Distanze minime dei trattamenti fitosanitari dalle zone frequentate da popolazione e cartellonistica

DISTANZE MINIME DEI TRATTAMENTI FITOSANITARI DALLE ZONE FREQUENTATE DA POPOLAZIONE E CARTELLONISTICA


A 30 metri di distanza da parchi e giardini pubblici, campi sportivi, aree ricreative, cortile ed aree verdi interne a plessi scolastici e asili nido, parchi gioco per bambini, superfici in prossimità di strutture sanitarie, sentieri natura, percorsi salute, fitness e con attrezzature sportive all’aperto, piste ciclabili, aree di sosta e parcheggi, campeggi, è vietato l’uso di prodotti fitosanitari che riportino in etichetta le frasi di rischio previste dal PAN, convertite in frasi H nel nuovo sistema di etichettatura CLP (vedi documento in calce dal titolo: Tabella di conversione).

La distanza di 30 m può essere ridotta a 10 m purché al momento della distribuzione dei prodotti fitosanitari siano adottate le misure antideriva elencate nell’allegato alla DGR 342/2017. (Vedi documento in calce dal titolo: Misure di contenimento della deriva).

A meno di 10 metri dalle aree sopra elencate è, inoltre, obbligatoria l’apposizione sui bordi dei campi trattati di cartelli che devono essere conformi all’immagine riportata in calce dal titolo: Cartello zona trattata (il lato del triangolo deve essere di almeno 30 cm). 

I cartelli devono essere:

  1. in materiale  resistente alle intemperie e agli urti;
  2. collocati ai confini delle aree agricole oggetto del trattamento in modo da garantire buona visibilità e comprensione alle persone che passano;
  3. la loro sistemazione deve avvenire ad un’altezza e posizione appropriata rispetto all’angolo di visuale del passante tenendo conto degli eventuali ostacoli;
  4. i caratteri devono essere leggibili.

 

Altre limitazioni imposte dalla normativa vigente:

  • La distribuzione di prodotti fitosanitari nelle aree agricole adiacenti a plessi scolastici, asili nido, scuole dell’infanzia, centri diurni per l’infanzia nonché parchi gioco per l’infanzia, strutture sanitarie e istituti di cura è consentita esclusivamente al di fuori dell’orario di apertura di tali strutture ed in ogni caso preferibilmente tra le ore 19:00 e le 7:00.
  • Gli utilizzatori di prodotti fitosanitari devono effettuare la regolazione delle attrezzature irroranti in base alle caratteristiche delle colture da trattare con particolare riferimento al volume da utilizzare, alla direzione e alla velocità del getto d’aria.
  • La distribuzione dei prodotti fitosanitari può avvenire solamente in condizioni tali da non comportare alcuna visibile deriva e l’operatore deve sempre assicurarsi che durante il trattamento non siano presenti persone nelle immediate vicinanze dell’area trattata e, all’occorrenza, sospendere immediatamente il trattamento.
  • Al fine di ottenere un ulteriore contenimento della deriva, le applicazioni dovrebbero essere effettuate con una velocità di avanzamento non superiore a 6 km/h 
  • Non è necessario mantenere la distanza di sicurezza nel caso di utilizzo di “macchine irroratrici a recupero (tunnel)” oppure qualora la coltura sia all’interno di una serra chiusa.

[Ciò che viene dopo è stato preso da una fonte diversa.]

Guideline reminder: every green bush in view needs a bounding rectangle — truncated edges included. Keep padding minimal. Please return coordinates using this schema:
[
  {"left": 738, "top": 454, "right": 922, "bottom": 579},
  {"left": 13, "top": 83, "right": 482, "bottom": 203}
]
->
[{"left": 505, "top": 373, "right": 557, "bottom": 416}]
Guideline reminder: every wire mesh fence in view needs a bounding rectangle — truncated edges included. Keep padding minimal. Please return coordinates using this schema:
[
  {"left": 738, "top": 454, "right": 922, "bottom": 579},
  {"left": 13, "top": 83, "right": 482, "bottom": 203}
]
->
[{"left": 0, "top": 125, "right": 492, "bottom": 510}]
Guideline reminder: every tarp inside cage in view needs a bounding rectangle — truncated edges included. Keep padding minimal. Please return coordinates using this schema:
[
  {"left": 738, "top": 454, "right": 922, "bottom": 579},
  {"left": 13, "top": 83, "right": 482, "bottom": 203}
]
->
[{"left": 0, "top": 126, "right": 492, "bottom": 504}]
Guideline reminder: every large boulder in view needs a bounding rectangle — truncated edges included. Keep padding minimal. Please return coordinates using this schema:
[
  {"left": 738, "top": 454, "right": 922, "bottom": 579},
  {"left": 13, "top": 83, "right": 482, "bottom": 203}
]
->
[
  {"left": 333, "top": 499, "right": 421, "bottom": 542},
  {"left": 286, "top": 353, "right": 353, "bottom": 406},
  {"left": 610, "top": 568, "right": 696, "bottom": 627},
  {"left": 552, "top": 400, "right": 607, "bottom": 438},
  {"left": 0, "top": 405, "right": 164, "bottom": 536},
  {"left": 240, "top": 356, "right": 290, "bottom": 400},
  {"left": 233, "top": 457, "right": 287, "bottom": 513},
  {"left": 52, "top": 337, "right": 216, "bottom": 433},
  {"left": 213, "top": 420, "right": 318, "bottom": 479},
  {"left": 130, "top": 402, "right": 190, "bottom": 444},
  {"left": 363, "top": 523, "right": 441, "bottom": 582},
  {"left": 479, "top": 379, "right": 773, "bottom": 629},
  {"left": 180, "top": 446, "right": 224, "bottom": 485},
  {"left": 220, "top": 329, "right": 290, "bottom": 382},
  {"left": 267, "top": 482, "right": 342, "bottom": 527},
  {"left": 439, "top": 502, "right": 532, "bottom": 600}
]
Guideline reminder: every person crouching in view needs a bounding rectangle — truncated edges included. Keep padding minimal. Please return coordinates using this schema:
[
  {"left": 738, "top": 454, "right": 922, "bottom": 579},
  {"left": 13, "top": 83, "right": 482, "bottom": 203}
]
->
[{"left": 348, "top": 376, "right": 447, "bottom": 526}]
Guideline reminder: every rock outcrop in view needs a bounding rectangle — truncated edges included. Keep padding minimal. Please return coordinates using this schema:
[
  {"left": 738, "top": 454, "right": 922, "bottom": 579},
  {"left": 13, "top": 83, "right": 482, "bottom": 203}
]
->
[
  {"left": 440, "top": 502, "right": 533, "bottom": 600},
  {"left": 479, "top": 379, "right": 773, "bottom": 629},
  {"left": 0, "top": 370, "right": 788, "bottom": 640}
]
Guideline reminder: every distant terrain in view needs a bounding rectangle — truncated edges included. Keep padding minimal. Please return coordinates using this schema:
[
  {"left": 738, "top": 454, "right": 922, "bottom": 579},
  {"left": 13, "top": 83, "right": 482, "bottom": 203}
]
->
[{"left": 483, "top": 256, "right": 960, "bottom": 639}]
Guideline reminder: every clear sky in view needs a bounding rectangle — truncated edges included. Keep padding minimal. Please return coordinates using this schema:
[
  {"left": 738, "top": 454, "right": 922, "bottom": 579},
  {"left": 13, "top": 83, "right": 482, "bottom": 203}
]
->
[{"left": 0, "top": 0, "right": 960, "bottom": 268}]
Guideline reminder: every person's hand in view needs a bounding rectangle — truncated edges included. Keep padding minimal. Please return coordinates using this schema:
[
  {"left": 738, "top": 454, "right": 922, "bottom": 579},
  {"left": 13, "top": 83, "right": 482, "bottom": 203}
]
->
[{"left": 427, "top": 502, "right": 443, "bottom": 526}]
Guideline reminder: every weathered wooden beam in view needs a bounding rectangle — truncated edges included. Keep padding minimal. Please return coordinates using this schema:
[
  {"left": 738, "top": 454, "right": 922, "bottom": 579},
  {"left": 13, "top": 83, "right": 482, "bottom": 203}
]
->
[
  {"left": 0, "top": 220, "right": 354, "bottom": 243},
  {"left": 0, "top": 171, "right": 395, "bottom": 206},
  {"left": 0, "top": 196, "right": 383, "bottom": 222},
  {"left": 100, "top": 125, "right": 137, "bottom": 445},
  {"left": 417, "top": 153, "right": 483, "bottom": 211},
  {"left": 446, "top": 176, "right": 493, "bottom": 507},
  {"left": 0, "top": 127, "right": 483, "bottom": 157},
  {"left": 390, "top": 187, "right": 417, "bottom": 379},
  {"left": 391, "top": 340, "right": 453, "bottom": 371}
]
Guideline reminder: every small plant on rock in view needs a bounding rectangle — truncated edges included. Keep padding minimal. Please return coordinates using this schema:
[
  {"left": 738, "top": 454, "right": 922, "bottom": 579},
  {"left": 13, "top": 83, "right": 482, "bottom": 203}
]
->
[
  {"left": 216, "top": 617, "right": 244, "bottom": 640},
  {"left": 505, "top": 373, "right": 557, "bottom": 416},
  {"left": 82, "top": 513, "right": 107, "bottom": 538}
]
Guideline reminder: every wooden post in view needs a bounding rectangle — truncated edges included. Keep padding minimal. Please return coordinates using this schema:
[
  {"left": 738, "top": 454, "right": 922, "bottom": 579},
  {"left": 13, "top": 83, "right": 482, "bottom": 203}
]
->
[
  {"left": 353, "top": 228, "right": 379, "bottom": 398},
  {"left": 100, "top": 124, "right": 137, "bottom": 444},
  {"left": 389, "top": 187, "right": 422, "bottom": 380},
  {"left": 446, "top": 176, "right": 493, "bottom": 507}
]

OBBLIGO DI AVVISO ALLA POPOLAZIONE RESIDENTE IN PROSSIMITÀ DI AREE AGRICOLE

In caso di civili abitazioni confinanti direttamente con aree agricole soggette a trattamenti, che si trovano a meno dei 10 metri di distanza di cui sopra, è necessario che gli abitanti siano preventivamente avvisati dell’esecuzione di ogni trattamento anche con l’apposizione nell’area che sarà trattata con un anticipo di almeno 24 ore rispetto al momento di esecuzione del trattamento con cartelli chiaramente leggibili.


Le presenti regole derivano dall’ attuazione delle "Disposizioni per l'attuazione del Piano nazionale per l'uso sostenibile dei prodotti fitosanitari (PAN) adottato con decreto 22 gennaio 2014" approvate con Deliberazione della Giunta regionale n. 342/2017 (vedi documento in calce).